Com três letrinhas apenas

Se escreve a palavra Mãe

Que é das palavras pequenas

A maior que o mundo tem.

Os livros da instrução primária continham inevitavelmente meia dúzia de textos dedicados à Mãe. Pode até dizer-se que havia um ‘culto da Mãe’, que estaria aliás ligado à própria ideologia do regime, que valorizava a família.

Homenageando a Mãe, celebrava-se a maternidade, a fonte da vida, o papel da mulher como progenitora. Assim, no dia consagrado à mãe, os filhos homenageavam quem lhes tinha dado o ser – e os maridos homenageavam as mulheres, que eram as mães dos seus filhos.

Esta celebração também era, implicitamente, uma espécie de apelo à conservação da espécie humana. Sem maternidade não há futuro. Se de um dia para o outro as mulheres se recusassem a ter filhos, a geração seguinte já não existiria. A espécie humana acabaria aí.

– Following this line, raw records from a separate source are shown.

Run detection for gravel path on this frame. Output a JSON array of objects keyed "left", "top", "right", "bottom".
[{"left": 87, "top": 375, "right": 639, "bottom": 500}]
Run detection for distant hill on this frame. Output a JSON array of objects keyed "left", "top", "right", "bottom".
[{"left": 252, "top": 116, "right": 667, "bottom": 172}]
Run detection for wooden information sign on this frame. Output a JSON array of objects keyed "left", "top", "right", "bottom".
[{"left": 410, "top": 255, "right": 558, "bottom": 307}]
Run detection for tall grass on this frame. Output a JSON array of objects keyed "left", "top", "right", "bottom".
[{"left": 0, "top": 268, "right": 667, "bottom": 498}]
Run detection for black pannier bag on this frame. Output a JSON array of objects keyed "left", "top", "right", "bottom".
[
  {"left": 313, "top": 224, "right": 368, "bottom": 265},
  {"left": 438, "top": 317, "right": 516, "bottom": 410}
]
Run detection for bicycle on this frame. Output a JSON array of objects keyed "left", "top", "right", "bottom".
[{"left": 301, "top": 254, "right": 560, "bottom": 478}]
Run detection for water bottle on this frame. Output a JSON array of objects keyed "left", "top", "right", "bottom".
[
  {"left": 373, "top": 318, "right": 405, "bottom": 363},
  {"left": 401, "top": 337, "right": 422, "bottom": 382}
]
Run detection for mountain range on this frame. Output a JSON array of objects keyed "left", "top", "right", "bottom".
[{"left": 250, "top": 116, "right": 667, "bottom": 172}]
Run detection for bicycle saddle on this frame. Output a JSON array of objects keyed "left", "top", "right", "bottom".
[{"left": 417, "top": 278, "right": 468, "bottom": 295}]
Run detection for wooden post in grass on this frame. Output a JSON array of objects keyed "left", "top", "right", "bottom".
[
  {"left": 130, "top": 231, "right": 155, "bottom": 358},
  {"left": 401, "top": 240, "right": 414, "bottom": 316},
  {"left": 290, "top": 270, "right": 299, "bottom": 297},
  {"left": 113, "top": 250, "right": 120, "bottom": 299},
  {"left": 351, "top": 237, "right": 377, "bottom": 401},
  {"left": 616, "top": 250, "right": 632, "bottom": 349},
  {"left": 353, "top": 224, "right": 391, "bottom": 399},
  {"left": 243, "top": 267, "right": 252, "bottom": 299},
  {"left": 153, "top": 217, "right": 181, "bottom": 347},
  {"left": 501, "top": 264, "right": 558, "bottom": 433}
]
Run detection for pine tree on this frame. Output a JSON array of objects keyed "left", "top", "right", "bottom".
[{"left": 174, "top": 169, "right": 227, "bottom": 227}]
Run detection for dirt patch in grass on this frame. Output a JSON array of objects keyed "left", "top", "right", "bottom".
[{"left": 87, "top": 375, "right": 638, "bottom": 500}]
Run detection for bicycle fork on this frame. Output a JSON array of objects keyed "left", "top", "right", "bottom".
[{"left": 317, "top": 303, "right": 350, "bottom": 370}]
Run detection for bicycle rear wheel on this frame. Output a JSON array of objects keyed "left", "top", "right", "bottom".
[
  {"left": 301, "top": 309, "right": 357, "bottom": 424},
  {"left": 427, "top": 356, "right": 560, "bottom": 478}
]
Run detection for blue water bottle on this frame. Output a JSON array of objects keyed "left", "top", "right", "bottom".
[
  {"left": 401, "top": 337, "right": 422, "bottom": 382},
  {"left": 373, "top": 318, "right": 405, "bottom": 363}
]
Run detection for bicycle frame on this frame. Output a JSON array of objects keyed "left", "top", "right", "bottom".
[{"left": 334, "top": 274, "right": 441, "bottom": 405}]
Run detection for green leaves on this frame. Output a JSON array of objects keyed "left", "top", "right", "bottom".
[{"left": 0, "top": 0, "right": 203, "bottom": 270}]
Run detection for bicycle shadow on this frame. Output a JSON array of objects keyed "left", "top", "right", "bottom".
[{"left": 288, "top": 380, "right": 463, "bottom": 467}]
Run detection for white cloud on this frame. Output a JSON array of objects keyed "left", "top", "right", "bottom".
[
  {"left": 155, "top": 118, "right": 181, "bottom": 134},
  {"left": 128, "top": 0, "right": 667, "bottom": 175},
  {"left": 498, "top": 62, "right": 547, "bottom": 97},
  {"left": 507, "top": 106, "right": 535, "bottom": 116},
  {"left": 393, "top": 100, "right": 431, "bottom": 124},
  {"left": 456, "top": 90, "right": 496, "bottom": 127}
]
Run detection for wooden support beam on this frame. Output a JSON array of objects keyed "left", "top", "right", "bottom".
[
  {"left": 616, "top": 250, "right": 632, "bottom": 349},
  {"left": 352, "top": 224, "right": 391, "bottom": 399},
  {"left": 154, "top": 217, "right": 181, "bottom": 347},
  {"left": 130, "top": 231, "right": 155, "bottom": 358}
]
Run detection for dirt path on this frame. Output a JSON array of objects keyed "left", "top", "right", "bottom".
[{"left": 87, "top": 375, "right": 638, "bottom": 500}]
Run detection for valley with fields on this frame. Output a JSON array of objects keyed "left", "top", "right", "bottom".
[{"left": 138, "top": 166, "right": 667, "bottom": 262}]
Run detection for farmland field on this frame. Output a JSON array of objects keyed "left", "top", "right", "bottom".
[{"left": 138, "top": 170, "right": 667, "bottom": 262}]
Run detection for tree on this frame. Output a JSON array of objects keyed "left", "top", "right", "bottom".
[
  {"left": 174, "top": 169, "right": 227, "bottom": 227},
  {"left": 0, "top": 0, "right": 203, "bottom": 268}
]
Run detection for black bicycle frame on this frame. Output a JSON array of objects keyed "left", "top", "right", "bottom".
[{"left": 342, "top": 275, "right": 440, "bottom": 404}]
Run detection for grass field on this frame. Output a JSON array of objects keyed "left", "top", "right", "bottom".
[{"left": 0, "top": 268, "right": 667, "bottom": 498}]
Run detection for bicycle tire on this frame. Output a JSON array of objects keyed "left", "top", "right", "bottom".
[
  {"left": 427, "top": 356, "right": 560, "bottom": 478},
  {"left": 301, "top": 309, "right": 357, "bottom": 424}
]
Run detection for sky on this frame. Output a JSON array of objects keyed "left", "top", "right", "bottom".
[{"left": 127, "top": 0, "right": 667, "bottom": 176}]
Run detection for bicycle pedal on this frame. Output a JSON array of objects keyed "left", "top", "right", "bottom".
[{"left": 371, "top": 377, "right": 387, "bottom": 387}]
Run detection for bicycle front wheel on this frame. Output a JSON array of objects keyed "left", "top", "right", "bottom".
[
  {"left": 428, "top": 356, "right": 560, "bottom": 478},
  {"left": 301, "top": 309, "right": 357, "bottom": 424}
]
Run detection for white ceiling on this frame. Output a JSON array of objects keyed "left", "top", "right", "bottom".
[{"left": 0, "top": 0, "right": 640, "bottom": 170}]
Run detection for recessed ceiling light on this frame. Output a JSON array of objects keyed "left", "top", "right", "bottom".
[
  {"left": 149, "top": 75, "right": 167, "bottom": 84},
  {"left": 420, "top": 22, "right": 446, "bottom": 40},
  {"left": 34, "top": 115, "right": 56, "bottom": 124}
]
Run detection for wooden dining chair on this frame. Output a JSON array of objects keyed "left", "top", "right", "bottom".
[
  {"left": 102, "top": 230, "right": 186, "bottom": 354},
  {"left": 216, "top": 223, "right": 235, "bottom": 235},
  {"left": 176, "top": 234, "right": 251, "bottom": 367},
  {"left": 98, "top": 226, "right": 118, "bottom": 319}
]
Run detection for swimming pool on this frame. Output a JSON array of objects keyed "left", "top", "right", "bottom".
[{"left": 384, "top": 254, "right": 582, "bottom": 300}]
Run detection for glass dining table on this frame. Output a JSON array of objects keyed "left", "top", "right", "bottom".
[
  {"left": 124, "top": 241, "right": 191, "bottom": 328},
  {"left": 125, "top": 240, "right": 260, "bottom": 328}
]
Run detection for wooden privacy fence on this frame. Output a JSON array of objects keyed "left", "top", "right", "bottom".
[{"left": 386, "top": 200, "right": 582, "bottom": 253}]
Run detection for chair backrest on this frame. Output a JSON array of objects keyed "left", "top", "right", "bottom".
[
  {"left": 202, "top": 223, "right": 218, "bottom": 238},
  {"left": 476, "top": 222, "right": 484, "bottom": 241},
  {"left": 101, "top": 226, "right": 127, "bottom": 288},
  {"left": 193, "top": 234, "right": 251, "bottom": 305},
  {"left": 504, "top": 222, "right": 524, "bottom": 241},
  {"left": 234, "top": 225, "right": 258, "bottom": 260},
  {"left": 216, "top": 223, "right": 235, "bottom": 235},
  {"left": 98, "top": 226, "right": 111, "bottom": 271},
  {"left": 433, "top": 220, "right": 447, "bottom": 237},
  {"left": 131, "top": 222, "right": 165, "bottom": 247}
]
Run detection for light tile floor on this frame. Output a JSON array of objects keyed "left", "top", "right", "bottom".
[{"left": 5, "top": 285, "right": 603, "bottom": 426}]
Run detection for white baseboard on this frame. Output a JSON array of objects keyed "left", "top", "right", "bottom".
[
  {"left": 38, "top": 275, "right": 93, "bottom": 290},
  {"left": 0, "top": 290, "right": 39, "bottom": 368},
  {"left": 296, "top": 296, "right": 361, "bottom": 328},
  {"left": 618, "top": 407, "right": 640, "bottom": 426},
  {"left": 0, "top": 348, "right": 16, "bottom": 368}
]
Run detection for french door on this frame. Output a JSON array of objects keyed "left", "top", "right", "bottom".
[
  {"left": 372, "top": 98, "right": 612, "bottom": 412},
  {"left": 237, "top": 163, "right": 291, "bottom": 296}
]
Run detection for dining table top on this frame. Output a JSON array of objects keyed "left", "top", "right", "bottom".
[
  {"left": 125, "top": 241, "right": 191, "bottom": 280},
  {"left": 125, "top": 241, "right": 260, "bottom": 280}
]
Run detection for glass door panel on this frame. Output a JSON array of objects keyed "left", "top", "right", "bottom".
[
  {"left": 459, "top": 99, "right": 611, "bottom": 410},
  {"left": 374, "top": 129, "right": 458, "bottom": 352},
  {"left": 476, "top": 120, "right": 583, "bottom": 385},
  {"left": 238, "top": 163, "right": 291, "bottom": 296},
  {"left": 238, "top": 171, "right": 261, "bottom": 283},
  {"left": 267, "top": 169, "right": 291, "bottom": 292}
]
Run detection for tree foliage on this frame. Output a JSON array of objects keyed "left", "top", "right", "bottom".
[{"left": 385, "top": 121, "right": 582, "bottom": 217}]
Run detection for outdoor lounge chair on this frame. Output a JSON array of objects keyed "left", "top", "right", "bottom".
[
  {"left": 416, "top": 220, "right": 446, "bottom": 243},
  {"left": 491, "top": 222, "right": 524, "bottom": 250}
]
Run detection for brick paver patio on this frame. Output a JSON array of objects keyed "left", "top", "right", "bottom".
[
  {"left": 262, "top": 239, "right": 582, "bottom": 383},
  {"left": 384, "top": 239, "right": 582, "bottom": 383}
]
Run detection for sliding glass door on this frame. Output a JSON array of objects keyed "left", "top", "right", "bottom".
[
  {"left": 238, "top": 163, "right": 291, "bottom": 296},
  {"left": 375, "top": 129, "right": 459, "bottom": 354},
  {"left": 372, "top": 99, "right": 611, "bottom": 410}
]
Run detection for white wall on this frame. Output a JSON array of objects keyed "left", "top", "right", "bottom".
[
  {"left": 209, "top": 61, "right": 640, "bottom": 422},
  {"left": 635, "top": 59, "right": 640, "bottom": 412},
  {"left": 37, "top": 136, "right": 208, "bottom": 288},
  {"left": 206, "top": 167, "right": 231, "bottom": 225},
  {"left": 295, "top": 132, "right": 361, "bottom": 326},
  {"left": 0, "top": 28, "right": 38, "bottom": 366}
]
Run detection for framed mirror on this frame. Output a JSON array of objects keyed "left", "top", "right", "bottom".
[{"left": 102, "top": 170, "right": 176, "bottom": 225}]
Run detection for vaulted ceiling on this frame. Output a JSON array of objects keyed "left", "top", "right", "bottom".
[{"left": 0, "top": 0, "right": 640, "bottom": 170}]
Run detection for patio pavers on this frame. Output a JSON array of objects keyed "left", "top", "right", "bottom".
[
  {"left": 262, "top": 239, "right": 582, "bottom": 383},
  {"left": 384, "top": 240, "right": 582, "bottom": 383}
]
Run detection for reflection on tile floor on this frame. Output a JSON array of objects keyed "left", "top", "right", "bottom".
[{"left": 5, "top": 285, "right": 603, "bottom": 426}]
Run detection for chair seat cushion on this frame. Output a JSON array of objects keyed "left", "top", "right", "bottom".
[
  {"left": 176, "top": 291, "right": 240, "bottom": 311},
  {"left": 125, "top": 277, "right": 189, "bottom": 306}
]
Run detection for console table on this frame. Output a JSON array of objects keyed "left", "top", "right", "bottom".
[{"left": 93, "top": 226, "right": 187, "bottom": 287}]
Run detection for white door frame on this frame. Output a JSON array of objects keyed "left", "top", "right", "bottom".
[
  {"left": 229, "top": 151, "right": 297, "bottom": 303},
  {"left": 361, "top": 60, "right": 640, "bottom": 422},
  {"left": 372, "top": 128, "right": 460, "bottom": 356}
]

Essa homenagem dos filhos às mães e dos maridos às mães dos seus filhos começou, com a passagem do tempo, a traduzir-se quase exclusivamente na oferta de presentes. Era o mais prático, o mais cómodo, não exigia muito esforço. Gostasse-_-se mais ou menos da mãe ou da mulher, passava-se por uma loja e comprava-se um ramo de flores, uma caixa de chocolates, um perfume ou mesmo uma jóia (no caso dos mais abastados) e o problema ficava resolvido. A missão estava cumprida.

E assim os comerciantes passaram a olhar para a data com gula. Não era oportunismo – era o aproveitamento natural de uma boa oportunidade.

E daí ao passo seguinte foi um pulo. Quando o Dia da Mãe se destacou como uma boa fonte de receitas, os comerciantes não puderam deixar de pensar: e por que não um Dia do Pai? Seria mais uma oportunidade para vender presentes... E atrás deste veio o Dia dos Namorados. E depois o Dia da Criança. E todos os dias nascem ‘dias’ disto, daquilo e daqueloutro.

De dia dedicado à figura materna, à pessoa que nos dá o ser, à preservação da espécie humana, passou-se a dia dedicado ao consumo. Dia em que o consumo se tornou quase obrigatório, porque oferecer prendas nessa ocasião tornou-se uma obrigação.

O curioso é verificar que este apelo do consumo no Dia da Mãe corresponde a hábitos que estão nos antípodas daquilo que levou à criação desse ‘dia’. É que a sociedade de consumo, longe de ser amiga da natalidade, é sua inimiga figadal.

Há uns dias, uma mulher madura, próxima da minha família, dizia: «Tenho seis filhos mas não me importava de ter 12. Os meus filhos são a minha fortuna».

Ora esta pessoa ainda pertence claramente à sociedade pré-consumista. Considera os filhos um bem, uma fonte de riqueza. Sucede que, para as pessoas apanhadas na rede da sociedade de consumo, a fortuna não são os filhos mas os objectos.

Quantas vezes já não ouvimos um casal dizer: «Nós só teremos filhos quando já tivermos tudo o que precisamos em casa: mobília, televisores, leitores de CD e DVD, máquinas de lavar louça e roupa, e – claro – automóveis para ambos, para já não falar das viagens que queremos fazer a dois»?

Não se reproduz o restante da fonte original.